Arcelor rejects Mittal's takeover bid
Arcelor's board unanimously rejected the $23 billion hostile takeover bid by rival Mittal Steel on Sunday, amid concerns about potential job losses and differences of opinion over strategy.
"After a thorough review and analysis of the elements at its disposal, the Board has swiftly concluded that Arcelor and Mittal Steel do not share the same strategic vision, business model and values," Arcelor said in a statement.
The 18-strong board of the world's second-largest steelmaker met at the company's headquarters in Luxembourg on Sunday to decide on their response to the unsolicited bid, made on Friday by the No 1 steelmaker.
They recommended to shareholders not to tender their shares in the proposed offer by the Rotterdam-based steel giant, which is 88 per cent owned by Indian-born Laskhmi Mittal, the world's third richest man.
They also expressed their concern about the "severe consequences" Mittal's proposal could have on the group, its shareholders, employees and customers, Arcelor said.

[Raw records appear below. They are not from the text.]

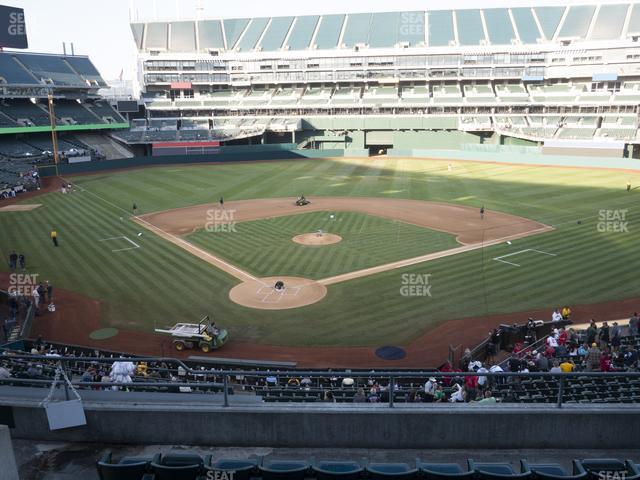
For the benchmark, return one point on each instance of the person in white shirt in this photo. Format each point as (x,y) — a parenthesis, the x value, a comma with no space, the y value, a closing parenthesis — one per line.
(430,388)
(482,380)
(459,395)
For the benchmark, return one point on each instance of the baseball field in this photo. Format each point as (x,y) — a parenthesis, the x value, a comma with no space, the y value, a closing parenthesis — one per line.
(413,255)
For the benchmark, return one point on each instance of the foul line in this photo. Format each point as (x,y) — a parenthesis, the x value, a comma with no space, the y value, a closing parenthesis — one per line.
(499,259)
(206,256)
(426,258)
(122,237)
(244,276)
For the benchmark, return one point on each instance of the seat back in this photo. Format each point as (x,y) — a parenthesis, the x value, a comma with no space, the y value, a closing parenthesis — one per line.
(130,471)
(184,472)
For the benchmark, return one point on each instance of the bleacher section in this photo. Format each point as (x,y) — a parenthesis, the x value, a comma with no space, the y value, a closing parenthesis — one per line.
(490,69)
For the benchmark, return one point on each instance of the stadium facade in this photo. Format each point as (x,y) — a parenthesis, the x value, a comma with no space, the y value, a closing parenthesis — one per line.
(403,80)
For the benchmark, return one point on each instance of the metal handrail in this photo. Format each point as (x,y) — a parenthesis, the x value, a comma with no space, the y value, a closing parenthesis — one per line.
(391,376)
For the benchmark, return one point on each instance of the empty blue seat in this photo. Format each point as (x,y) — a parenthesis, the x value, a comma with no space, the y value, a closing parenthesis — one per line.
(342,470)
(496,471)
(128,468)
(178,466)
(242,469)
(442,471)
(553,471)
(384,471)
(606,468)
(284,469)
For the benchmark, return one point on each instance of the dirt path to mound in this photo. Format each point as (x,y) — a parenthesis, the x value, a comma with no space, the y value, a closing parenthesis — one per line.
(463,222)
(470,229)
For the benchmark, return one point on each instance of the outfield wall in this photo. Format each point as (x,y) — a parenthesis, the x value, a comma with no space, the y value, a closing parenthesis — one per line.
(160,420)
(517,154)
(242,153)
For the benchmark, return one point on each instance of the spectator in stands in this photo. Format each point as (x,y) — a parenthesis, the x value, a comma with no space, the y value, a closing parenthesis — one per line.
(13,260)
(604,335)
(483,382)
(488,397)
(439,396)
(633,324)
(593,358)
(4,371)
(88,375)
(567,366)
(542,361)
(328,397)
(413,397)
(459,394)
(630,359)
(616,333)
(430,389)
(121,371)
(592,332)
(36,298)
(33,371)
(605,361)
(573,340)
(555,368)
(360,397)
(497,380)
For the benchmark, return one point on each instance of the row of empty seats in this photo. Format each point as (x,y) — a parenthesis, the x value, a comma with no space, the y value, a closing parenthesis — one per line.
(32,69)
(25,113)
(181,465)
(405,95)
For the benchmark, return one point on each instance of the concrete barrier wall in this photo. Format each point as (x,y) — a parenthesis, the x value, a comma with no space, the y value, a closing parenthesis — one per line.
(340,425)
(8,468)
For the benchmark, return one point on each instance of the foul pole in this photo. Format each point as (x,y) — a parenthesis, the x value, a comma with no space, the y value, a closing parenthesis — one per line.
(54,135)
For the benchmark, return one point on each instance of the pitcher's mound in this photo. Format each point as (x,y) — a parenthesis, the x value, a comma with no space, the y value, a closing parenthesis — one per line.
(262,293)
(317,238)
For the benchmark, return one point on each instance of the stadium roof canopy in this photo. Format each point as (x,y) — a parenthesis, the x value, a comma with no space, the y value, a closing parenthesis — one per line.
(434,28)
(38,70)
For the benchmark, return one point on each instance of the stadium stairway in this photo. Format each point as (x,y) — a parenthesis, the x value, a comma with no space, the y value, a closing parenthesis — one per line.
(108,146)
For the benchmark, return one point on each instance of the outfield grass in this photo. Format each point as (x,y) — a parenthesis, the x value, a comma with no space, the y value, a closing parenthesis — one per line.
(264,247)
(160,284)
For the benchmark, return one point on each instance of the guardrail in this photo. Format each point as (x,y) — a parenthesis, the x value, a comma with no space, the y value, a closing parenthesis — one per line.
(226,386)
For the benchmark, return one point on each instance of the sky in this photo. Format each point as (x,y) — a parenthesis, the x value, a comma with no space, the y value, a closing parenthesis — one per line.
(100,28)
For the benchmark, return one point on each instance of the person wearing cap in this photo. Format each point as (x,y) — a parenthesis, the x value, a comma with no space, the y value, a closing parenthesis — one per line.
(430,389)
(592,332)
(593,358)
(567,366)
(604,335)
(633,324)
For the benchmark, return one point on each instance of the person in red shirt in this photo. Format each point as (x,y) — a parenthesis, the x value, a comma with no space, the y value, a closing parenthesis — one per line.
(562,337)
(471,384)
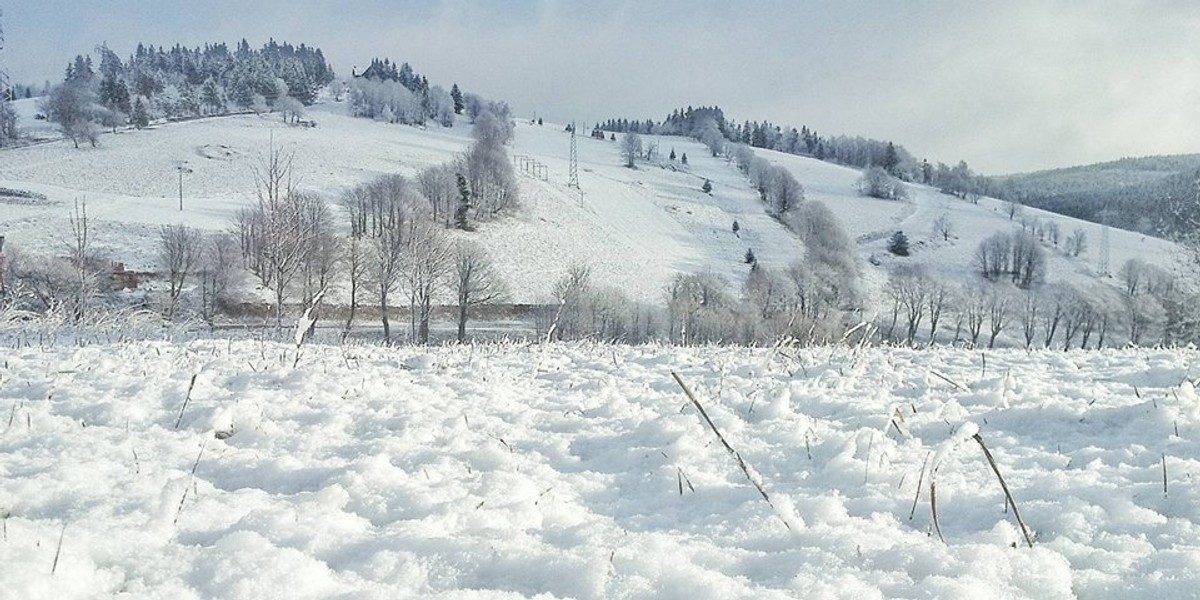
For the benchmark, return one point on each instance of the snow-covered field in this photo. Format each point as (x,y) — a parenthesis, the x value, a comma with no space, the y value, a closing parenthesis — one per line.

Arcelor said it would hold a press conference on Monday in Paris where it plans to give further details about how it will fight off Mittal's unwanted advances.
"We are going to stay Arcelor," board member John Castegnaro told reporters after the meeting. "We have a very strong case," he added, declining to comment further on how its defence would be deployed.
A Mittal spokesman said the company would hold a news conference with its chief executive on Monday at 1030 GMT in Paris.
Mittal said on Friday it was offering 28.21 euros a share, a 27 per cent premium to Arcelor's closing price on Thursday.
Arcelor's shares jumped as much as 41 percent to a high of 31.29 euros ($38.11) before closing on Friday at a record 28.5 euros, up more than 28 percent, on speculation Mittal would have to raise its bid.
Mittal rallied 6 per cent to a 10-month high of 27.6 euros on the Amsterdam exchange amid a surge in European shares.
JEWEL IN THE CROWN
Luxembourg's government also spoke out against the deal on Sunday, expressing its concern about how it would affect the state's 5.62 per cent stake in the company, arguably the jewel in the crown of the country's economy.
Arcelor, which was created in 2002 by the merger of Spain's Acerlia, Luxembourg's Arbed and France's Usinor, was the third largest employer in Luxembourg in 2005.
"The ministers expressed their concern over the apparent hostile nature of the Mittal bid and the absence of prior consultation with the Luxembourg government and the management of Arcelor," the government said in a statement.
It added that there were no precise details in Mittal's offer about the future role of the Luxembourg state and "the maintenance of the strong guarantees given by Arcelor in terms of employment and investment in Luxembourg."
France also spoke out on Sunday with French Finance Minister Thierry Breton saying he would ask Mittal for details of the bid at a meeting on Monday.
"I am very surprised by (Mittal's) way of proceeding," he told LCI television in an interview.
Arcelor employed about 94,000 globally, including more than 77,000 in Europe, as of the end of December 2004.
Mittal offered cash and shares to create a company capable of producing 100 million tonnes of steel and reaping annual sales of more than $69 billion.
The group would be three times the size of its nearest rival Nippon Steel.
Analysts see the bid by Mittal as a way of addressing oversupply in the steel industry and it is widely expected to prompt consolidation in the sector.